Over the past few years, we have had several inquiries about the possibility of parallelized versions of our codes. The questions have come mainly from people in the vanguard of technology with specialized cluster research machines. We were hesitate to jump into parallel programming until multiprocessor technology reached most of our users. Instead, we concentrated on speed improvements in a conventional sequential framework.
Several developments now provide a motivation to move forward:
- Microprocessor manufacturers hit a brick wall at 4 GHz. It is unlikely that higher clock speeds will lead to future gains in computational speed.
- 64 bit processors with 64 bit operating systems are becoming the norm. With the option to address large blocks of memory, users will invariably seek to construct larger meshes.
- Quad core processors are becoming available in conventional PCs.

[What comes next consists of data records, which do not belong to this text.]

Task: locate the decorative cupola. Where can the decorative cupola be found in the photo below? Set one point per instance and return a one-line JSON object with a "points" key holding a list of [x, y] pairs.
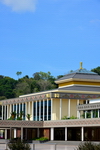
{"points": [[81, 77]]}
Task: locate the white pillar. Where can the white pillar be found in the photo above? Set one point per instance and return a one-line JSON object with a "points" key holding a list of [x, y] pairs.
{"points": [[51, 109], [60, 109], [43, 110], [13, 108], [21, 133], [14, 133], [16, 110], [47, 109], [78, 115], [52, 134], [32, 111], [19, 110], [7, 111], [5, 134], [69, 108], [98, 113], [22, 111], [82, 134], [91, 113], [37, 132], [26, 111], [85, 114], [36, 112], [10, 110], [2, 112], [65, 133], [29, 108], [39, 110]]}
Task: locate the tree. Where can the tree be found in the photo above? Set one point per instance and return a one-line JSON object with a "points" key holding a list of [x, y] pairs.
{"points": [[96, 70], [18, 73], [18, 145]]}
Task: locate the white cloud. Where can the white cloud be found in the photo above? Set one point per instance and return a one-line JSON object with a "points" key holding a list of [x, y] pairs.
{"points": [[21, 5]]}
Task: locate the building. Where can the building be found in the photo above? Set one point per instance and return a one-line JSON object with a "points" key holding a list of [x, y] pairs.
{"points": [[77, 96]]}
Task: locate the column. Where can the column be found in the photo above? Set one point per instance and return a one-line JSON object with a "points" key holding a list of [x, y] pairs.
{"points": [[5, 134], [52, 134], [47, 109], [36, 111], [10, 110], [78, 110], [7, 111], [65, 133], [29, 108], [2, 112], [60, 109], [91, 113], [39, 110], [69, 108], [19, 109], [82, 134], [85, 114], [14, 133], [51, 109], [98, 113], [43, 110], [16, 110], [26, 111], [13, 108], [10, 133], [38, 132], [21, 133], [32, 111], [23, 111]]}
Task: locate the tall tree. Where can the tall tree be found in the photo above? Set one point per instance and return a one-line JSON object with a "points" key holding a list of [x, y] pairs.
{"points": [[18, 73]]}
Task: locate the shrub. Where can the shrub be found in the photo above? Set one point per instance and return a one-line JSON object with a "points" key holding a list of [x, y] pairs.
{"points": [[18, 144]]}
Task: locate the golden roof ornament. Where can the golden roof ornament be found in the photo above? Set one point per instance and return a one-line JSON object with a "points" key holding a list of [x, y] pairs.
{"points": [[81, 63]]}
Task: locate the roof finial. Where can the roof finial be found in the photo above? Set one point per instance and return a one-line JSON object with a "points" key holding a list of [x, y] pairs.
{"points": [[81, 65]]}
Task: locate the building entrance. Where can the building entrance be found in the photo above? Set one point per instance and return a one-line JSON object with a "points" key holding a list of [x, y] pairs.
{"points": [[74, 134], [59, 133]]}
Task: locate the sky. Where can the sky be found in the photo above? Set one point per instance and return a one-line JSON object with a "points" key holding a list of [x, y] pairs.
{"points": [[48, 35]]}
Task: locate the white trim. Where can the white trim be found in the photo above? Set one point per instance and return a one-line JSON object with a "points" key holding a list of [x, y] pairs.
{"points": [[47, 109], [76, 79], [60, 108], [82, 134], [43, 109], [65, 133], [52, 134], [39, 93], [79, 85]]}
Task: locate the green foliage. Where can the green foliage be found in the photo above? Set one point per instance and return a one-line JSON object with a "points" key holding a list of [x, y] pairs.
{"points": [[72, 117], [41, 81], [88, 146], [18, 145]]}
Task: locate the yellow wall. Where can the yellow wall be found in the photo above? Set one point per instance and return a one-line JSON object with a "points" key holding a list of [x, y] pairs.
{"points": [[56, 108], [79, 82], [73, 109], [64, 107], [55, 111]]}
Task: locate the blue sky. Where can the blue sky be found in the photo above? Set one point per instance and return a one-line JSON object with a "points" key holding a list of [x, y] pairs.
{"points": [[48, 35]]}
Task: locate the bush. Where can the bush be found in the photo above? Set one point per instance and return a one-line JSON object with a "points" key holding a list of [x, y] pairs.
{"points": [[18, 144], [88, 146]]}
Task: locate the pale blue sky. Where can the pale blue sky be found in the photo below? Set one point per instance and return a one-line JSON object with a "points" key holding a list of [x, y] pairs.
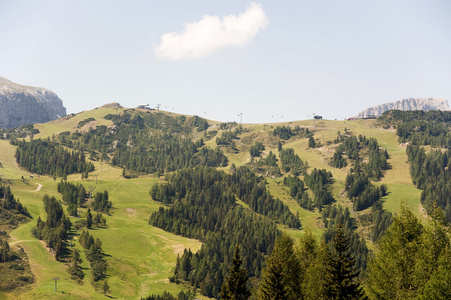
{"points": [[333, 58]]}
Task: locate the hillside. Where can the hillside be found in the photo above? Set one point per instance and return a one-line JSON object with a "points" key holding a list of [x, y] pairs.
{"points": [[147, 254], [424, 104], [22, 105]]}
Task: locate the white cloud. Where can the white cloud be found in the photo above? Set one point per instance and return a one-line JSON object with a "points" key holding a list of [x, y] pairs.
{"points": [[212, 33]]}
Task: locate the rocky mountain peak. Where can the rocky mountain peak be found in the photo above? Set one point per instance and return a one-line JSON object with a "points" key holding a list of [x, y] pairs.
{"points": [[20, 104]]}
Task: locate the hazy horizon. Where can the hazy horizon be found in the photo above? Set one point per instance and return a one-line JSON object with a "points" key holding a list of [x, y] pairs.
{"points": [[272, 62]]}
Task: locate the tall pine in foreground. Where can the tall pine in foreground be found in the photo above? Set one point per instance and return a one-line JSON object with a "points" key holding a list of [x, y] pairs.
{"points": [[235, 286], [282, 278], [342, 271], [413, 261]]}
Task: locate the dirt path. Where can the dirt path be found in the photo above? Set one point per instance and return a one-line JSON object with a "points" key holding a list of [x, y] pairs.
{"points": [[38, 188], [22, 241]]}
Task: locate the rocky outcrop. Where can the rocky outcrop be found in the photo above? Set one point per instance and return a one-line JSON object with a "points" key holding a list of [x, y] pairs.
{"points": [[21, 105], [406, 104]]}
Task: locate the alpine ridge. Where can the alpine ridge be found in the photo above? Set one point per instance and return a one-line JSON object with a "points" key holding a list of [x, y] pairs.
{"points": [[21, 105], [406, 104]]}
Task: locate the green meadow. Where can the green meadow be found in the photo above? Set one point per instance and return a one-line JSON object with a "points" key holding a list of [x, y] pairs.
{"points": [[142, 257]]}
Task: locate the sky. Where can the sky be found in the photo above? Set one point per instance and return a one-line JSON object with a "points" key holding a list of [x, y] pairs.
{"points": [[271, 61]]}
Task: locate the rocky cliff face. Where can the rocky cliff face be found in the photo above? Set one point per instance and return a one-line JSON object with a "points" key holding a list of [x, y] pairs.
{"points": [[21, 105], [407, 104]]}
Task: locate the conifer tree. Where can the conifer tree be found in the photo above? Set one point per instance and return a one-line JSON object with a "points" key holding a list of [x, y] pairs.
{"points": [[281, 279], [271, 286], [235, 286], [89, 219], [106, 287], [342, 272], [391, 273]]}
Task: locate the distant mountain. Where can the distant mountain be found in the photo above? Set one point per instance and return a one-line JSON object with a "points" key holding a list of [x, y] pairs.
{"points": [[20, 105], [406, 104]]}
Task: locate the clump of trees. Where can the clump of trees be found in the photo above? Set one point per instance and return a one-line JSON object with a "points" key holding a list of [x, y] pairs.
{"points": [[319, 182], [298, 192], [256, 149], [432, 174], [413, 260], [291, 162], [54, 231], [94, 254], [202, 204], [100, 203], [47, 157], [311, 271], [286, 132], [73, 196], [147, 142]]}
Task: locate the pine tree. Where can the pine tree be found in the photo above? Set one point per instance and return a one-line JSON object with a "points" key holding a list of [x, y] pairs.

On February 1, we will issue a major update of the 3D AMaze programs. A featured advance will be the option for multicore operation on 64-bit machines. With OpenMP technology, the programs will automatically optimize operation for a multicore environment. The programs can also run run in the sequential mode on an older computer with no penalty in performance. We will add multiprocessor support to the following classes of programs:
- Boundary-value solutions based on iterative matrix inversion (HiPhi, Magnum).
- Initial-value problems using offset difference methods (HeatWave, Aether).
- Monte-Carlo problems with independent shower calculations (GamBet).
- Charged-particle codes with independent orbit tracking and iterative matrix inversion for field adjustments (OmniTrak).
We have been testing a parallel version of HiPhi on a dual-processor machine. From the results, we expect a reduction in run time by a factor of 2-3 on a quad-core computer.